So why is poor performance dealt with swiftly in the NFL and not in the corporate boardroom?

Certainly there is plenty of C-level mediocrity in business today. For example, Reed Hastings who oversaw decision-making that led to a stock decrease of 76 percent,  has essentially driven Netflix into the ground. Hastings is taking a pay cut to $500,000 for a total package of $2M in 2012. Ouch.

Then there’s Brian Dunn, CEO of Best Buy. The company alerted some customers that it would not be able to fill their online orders, just days before Christmas. The largest specialty electronics retailer said that overwhelming demand for some products from Bestbuy.com has led to a problem redeeming online orders made in November and December. That’s a cardinal sin in any direct merchants book. Seems as Dunn has held on to his job.

Back to my rhetorical question: So why is poor performance dealt with swiftly in the NFL and not in the corporate boardroom?

In the NFL every play, each personnel decision, and, of course, the results – are played out in front of the public. Replayed, slow motion, highlight reels and talk show discussions. There’s no hiding from the results.

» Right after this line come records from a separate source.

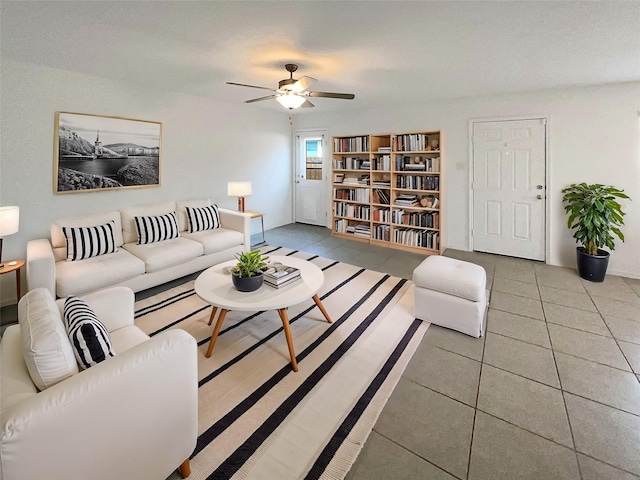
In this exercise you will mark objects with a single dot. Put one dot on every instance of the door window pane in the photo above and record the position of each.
(313, 159)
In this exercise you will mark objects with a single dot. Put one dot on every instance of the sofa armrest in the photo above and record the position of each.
(41, 265)
(237, 221)
(114, 307)
(132, 416)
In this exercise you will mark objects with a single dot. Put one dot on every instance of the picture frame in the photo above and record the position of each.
(126, 153)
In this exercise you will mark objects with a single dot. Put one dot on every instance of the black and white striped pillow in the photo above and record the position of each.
(86, 242)
(89, 337)
(156, 229)
(205, 218)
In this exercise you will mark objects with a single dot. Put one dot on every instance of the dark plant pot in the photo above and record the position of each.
(592, 267)
(247, 284)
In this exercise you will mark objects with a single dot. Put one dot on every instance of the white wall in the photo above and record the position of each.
(594, 136)
(204, 144)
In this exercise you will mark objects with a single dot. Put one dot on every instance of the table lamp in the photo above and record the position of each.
(240, 190)
(9, 222)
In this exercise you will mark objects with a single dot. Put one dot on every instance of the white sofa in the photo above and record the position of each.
(134, 415)
(135, 266)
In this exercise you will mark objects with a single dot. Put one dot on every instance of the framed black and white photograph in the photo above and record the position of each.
(95, 152)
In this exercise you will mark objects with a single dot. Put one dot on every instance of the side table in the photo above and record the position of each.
(8, 268)
(261, 216)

Not so in business. It’s often difficult to connect decisions with results. Largely because of time. Rarely, in business today, do decisions made play out until months later. As a result it is harder to connect the dots between lame decision-making and poor results. Of course the same goes for good decision making…but management teams are always better at self-congratulatory activities than dealing with the tough stuff.

Wholesale axing of CEO’s and other management team members is not the solution – nor my desire. Running a business in today’s complex environment is really tough. But I do think companies can learn from the NFL style of results or bust operations. Leadership with its feet to the fire always runs faster.